That’s saying a lot for a winery of unmatched pedigree. Ridge has been named North America’s #1 Most Admired wine brand (and #3 in the world) by Drinks International. It has been a Wine & Spirits Magazine Top 100 winery 20 times. It placed fifth at the 1976 Judgement of Paris—and took the crown when the wines were re-tasted 30 years later.
Christie’s auction house says Ridge Zins are “equally impressive in terms of structure, length, and age-ability” as their Bordeaux-style wines, and we’ve tasted two- and three-decade aged Ridge Zin blends that back that up. We can also attest that the 2018 Geyserville is Ridge at their vibrant and age-worthy best.
“Geyserville is our longest-running bottling because it’s a site that’s allowed us to make wine every year. It really is the most perfect site for Zinfandel,” Ridge winemaker Eric Baugher told us when we caught up recently. Grown on vines that reach nearly 140 years of age, the 2018 Geyserville is a field blend: The grapes are intermixed in the vineyard and then co-fermented, a process that imbues the wine with a balance that defies purely scientific explanation.
The blend of 68% Zinfandel, 20% Carignane, with the rest Petite Sirah and Alicante Bouschet shows a saturated ruby color, with profuse black cherry aromas accented by Asian five-spice, cola, mint, and earth.

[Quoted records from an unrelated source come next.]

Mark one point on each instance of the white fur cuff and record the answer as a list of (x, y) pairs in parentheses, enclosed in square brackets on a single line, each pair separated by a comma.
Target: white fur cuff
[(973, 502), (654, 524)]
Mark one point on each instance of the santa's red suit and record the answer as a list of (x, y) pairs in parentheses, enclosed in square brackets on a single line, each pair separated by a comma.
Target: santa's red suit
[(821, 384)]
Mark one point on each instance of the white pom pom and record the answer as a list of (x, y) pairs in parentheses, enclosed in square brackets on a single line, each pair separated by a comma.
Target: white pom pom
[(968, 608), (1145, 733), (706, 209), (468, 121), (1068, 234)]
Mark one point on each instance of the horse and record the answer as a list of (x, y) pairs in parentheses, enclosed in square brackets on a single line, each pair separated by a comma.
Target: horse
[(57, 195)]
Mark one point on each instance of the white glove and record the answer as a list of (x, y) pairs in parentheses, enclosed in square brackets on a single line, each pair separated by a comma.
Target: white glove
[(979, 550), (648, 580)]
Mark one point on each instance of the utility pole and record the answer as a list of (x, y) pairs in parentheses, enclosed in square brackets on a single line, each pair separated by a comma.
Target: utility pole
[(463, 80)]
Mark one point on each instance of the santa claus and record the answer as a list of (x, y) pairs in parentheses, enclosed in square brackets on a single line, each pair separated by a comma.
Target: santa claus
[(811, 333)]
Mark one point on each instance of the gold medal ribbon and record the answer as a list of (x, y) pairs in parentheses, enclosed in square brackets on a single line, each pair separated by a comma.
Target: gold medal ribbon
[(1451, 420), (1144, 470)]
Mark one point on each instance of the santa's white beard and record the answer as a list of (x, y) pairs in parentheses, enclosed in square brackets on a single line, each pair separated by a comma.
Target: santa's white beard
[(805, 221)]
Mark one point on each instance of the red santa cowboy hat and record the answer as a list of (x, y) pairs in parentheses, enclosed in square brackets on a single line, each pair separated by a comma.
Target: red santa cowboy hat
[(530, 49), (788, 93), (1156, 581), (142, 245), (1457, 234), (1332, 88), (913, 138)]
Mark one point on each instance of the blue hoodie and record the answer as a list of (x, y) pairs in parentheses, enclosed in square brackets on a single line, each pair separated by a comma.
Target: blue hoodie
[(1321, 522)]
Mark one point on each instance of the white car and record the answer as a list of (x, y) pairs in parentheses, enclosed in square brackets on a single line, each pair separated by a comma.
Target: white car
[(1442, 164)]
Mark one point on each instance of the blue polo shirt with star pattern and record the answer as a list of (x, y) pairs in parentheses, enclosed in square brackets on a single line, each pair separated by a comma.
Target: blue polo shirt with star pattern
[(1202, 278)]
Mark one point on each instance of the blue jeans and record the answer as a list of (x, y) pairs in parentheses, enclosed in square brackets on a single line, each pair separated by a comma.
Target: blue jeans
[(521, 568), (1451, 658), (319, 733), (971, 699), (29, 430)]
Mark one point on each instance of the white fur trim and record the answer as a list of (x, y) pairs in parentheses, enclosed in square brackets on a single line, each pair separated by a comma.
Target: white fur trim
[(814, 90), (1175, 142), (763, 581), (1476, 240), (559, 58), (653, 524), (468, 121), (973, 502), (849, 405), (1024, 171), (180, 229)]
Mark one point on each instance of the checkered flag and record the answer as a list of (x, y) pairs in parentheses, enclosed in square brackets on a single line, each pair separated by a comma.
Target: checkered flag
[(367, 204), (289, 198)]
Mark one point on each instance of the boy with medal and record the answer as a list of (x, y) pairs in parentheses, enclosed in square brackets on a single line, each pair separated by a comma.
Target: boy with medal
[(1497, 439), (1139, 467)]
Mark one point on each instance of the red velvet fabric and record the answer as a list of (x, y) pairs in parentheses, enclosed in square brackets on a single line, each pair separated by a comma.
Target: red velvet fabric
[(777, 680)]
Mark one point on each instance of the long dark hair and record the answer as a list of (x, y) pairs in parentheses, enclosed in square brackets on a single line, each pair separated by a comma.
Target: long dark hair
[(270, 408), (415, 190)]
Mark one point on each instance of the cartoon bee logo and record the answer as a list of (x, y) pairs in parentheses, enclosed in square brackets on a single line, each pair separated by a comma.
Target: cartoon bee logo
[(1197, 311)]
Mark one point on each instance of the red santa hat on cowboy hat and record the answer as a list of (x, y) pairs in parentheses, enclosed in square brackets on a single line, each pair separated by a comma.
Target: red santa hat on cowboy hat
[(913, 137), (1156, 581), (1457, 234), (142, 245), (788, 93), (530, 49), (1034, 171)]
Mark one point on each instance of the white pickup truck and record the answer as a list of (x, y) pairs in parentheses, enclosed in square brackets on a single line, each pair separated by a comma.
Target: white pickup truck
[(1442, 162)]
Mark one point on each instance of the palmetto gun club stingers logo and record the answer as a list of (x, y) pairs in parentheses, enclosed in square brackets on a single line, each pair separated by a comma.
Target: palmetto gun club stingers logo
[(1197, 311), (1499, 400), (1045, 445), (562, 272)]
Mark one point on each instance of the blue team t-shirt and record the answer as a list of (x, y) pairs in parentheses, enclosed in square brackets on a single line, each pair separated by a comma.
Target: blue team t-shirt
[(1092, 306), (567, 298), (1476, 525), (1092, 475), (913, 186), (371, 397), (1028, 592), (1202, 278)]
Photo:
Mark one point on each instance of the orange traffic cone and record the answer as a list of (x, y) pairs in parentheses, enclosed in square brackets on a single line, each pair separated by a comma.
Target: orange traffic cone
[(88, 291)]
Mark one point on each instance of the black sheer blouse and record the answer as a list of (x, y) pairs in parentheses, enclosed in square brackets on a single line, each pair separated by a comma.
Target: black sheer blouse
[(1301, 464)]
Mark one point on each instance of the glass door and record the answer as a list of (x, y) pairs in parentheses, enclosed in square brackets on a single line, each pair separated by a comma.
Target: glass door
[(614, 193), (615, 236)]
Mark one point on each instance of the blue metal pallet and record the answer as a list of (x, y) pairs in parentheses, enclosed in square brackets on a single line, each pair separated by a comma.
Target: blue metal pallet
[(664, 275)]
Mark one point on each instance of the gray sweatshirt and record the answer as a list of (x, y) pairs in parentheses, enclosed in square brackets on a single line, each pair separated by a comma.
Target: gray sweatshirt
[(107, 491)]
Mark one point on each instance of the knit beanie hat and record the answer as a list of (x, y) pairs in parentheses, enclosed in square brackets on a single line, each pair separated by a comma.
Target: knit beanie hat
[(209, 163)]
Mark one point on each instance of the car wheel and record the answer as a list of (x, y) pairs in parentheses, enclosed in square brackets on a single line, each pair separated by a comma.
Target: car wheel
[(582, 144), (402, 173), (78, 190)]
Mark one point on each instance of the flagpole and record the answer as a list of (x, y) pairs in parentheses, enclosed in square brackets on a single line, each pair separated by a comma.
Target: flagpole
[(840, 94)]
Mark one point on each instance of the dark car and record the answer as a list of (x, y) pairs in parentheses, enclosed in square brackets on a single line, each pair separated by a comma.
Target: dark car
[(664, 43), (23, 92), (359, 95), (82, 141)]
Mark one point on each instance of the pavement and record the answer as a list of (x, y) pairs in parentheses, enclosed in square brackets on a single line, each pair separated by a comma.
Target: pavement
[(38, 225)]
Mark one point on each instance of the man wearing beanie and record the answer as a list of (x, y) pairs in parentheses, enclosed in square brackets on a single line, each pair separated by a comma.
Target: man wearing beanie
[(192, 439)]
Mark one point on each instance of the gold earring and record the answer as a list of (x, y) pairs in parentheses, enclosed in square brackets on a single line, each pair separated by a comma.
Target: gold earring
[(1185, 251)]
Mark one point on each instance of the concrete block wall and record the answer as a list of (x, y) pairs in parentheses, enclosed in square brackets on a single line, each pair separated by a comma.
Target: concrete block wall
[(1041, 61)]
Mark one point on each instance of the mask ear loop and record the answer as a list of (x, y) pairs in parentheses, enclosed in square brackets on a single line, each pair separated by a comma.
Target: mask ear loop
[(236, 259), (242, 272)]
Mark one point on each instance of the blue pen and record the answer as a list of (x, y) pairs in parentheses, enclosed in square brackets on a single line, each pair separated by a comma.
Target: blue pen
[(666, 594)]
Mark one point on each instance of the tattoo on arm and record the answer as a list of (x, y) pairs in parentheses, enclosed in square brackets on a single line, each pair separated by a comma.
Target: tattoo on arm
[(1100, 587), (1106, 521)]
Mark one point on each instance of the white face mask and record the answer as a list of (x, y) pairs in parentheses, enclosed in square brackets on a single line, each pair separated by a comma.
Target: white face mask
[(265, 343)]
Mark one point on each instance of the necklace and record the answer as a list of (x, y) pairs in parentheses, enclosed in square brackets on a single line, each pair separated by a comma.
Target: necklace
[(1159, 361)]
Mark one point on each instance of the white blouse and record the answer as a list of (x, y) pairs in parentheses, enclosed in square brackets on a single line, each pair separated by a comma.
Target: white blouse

With tons of black currant, blackberry, and black plum on the palate laced with licorice, sweet tobacco, and cedar, it’s got tremendous freshness and vibrancy from beginning to end, finishing with Bordelaise-style, fine-grained tannins that will allow it to age for a decade or more.
“Having had it now for 53 years, you can actually taste back and see how beautifully it ages,” said Baugher, who has sampled all but the first two vintages of Geyserville. He believes that Ridge’s ageability is largely a product of the winery’s tradition. “It started as a winery working with Bordeaux varieties at Monte Bello, then took that technique and applied it to Zinfandel winemaking.”
Ridge was founded in 1959, when four scientists from the Stanford Research Institute made a quarter-barrel of Cabernet at the top of Montebello road in the mountains south of San Francisco. In 1969, the group hired Stanford graduate (in philosophy) Paul Draper as winemaker. The Cabernet he made two years later is the one that placed fifth at the 1976 Judgement of Paris tasting, and made Ridge a worldwide icon.
Incredibly, the Geyserville wine pre-dates Draper—Ridge started making it in 1966 from a plot of vines three miles south of the town of Geyserville. When they started, the vineyard was still farmed by Sonoma County legend Leo Trentadue, who will forever be linked to Ridge, as the four founders purchased the famed Monte Bello property from the Trentadue family. Ridge has farmed the Geyserville plot themselves since 1990 and finally purchased it in 2016.
The famed vineyard sits in the heart of Alexander Valley, where the warm days are tempered by evening breezes and occasional morning fog. The property sits on a single strip of soil, a well-draining bed of deep gravelly loam mixed with large rocks deposited by an ancient river, a combination that imparts a beautiful minerality to the Geyserville wine.
That, the history, and the unrivaled capacity to cellar gracefully make Geyserville one of a kind.
“It’s known to be elegant, broad-shouldered,” Baugher said. “And people assume because it is so good young, how can it possibly age so well? But when a wine has great balance when young, they tend to hold on to that, and will always be balanced.”
The 2018 Geyserville shows that singular balance as beautifully as any we’ve tasted. We’re proud to bring it to you and hope you enjoy this legendary bottle for years to come.